Para jurista, Fachin priorizou regimento em detrimento da Constituição

O Portal Vermelho entrevistou Samuel Barbosa, professor do Departamento de Filosofia e Teoria Geral do Direito da USP, para falar sobre o julgamento do Supremo Tribunal Federal (STF) da ação impetrada pelo PCdoB contra o golpismo nas manobras do rito do impeachment. O professor destaca que o sistema de governo é presidencialista e que o “impeachment não pode ser um instrumento para política ordinária”, pois corre o risco de ser “banalizado”.

Por Dayane Santos

Edson Fachin ministro do STF

“O impeachment não pode ser um instrumento para política ordinária. É um instrumento que deve ser usado em situações extremas. Temos que ler a Constituição, ler o direito de modo a preservar o mandato, a não ser que seja configurado os casos jurídicos. O impeachment não pode ser banalizado”, defendeu o jurista.

Samuel Barbosa salienta a diferença tanto da conjuntura política como dos fundamentos jurídicos que ensejaram o pedido de impeachment de 1992 e o que foi encaminhado e acatado pelo presidente da Câmara dos Deputados, Eduardo Cunha (PMDB-RJ).

“Em 1992, o pedido foi oferecido na Câmara depois que já tinha acontecido uma CPI. Existia prova de crime. A opinião pública estava convencida dos fortes indícios dos crimes de responsabilidade. Quando começou o processo na Câmara, no começo de setembro daquele ano, já tinha uma CPI, já tinha manifestação e existia um amplo consenso na sociedade e no sistema político. O que temos agora? Temos um sistema político dividido e a sociedade dividida. Então é uma situação muito diferente que precisa de um olhar especial”, ponderou.
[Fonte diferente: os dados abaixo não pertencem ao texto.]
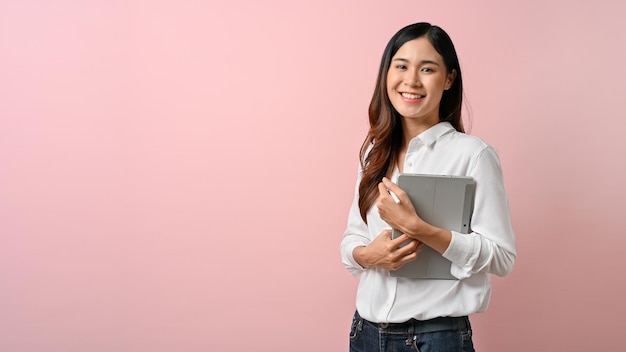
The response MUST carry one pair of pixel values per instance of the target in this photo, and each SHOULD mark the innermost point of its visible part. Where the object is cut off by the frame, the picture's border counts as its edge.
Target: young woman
(416, 127)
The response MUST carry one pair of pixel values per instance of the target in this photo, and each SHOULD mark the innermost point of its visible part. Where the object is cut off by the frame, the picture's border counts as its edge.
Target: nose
(412, 79)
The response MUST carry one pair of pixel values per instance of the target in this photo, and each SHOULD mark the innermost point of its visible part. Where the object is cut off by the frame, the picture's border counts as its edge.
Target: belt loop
(411, 339)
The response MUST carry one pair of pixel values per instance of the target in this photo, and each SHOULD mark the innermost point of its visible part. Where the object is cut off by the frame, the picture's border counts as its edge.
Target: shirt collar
(430, 136)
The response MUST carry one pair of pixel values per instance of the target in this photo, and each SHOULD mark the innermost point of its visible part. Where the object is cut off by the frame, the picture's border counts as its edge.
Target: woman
(416, 127)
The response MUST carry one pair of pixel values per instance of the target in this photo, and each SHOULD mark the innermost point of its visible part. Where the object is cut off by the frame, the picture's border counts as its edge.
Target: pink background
(176, 175)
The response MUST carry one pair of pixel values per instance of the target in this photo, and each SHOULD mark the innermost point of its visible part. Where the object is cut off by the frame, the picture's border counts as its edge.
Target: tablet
(444, 201)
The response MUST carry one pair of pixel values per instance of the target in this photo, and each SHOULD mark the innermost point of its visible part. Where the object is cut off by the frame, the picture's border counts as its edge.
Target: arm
(491, 245)
(361, 251)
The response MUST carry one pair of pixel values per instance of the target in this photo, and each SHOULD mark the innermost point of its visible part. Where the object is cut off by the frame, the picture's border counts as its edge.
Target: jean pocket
(356, 328)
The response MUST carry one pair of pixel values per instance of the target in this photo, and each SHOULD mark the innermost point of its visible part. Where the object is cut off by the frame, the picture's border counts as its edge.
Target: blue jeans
(436, 335)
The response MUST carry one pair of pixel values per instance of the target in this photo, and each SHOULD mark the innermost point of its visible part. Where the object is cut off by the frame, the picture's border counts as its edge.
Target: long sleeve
(490, 247)
(356, 234)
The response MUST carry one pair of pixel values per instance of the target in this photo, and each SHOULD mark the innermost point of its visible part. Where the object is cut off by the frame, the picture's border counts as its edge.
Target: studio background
(176, 175)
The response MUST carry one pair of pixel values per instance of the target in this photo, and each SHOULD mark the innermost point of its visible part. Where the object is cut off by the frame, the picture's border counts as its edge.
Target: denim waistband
(415, 326)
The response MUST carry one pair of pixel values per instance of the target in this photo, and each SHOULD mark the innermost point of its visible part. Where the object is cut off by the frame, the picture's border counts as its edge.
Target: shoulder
(464, 141)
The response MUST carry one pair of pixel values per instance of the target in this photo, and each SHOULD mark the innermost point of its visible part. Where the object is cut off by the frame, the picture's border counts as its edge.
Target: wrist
(358, 253)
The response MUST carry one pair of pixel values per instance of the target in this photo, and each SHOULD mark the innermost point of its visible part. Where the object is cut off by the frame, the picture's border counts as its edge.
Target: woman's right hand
(387, 253)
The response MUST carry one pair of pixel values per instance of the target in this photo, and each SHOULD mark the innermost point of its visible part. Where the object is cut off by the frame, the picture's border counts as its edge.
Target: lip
(411, 97)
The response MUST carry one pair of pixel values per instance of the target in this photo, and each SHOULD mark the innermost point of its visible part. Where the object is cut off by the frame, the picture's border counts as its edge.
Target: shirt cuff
(459, 253)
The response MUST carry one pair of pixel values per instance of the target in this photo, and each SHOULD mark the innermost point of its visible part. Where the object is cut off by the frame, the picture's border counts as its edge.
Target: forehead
(419, 49)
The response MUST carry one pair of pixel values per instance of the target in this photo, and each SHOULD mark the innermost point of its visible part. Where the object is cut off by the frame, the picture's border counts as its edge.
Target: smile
(411, 96)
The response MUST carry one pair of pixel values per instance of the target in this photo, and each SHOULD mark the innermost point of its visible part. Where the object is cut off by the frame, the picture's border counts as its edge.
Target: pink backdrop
(176, 175)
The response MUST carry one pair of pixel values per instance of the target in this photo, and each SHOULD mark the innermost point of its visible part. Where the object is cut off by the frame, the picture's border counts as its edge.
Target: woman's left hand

Fachin: Indispensável que exista fundamento jurídico

Vale ressaltar que, no voto defendido pelo ministro do STF Edson Fachin, relator da ação, apresentado em sessão nesta quarta-feira (16), ele sublinhou: “É indispensável que o parecer da Comissão Especial indique de forma fundamentada a subsunção ao tipo jurídico-político do crime de responsabilidade… A indicação da tipicidade é pressuposto da autorização de processamento, na medida em que não haveria justa causa na tentativa de responsabilização do presidente da República fora das hipóteses prévia e taxativamente estabelecidas”.

O ministro do Supremo ainda enfatiza que se assim não fosse, “o processamento e o julgamento teriam contornos exclusivamente políticos e, do ponto de vista prático, equivaleria à moção de desconfiança que, embora tenha sua relevância própria no seio ‘parlamentarista’, não se conforma com o modelo presidencialista, cujas possibilidades de impedimento reclamam a prática de crime de responsabilidade previsto em lei específica”.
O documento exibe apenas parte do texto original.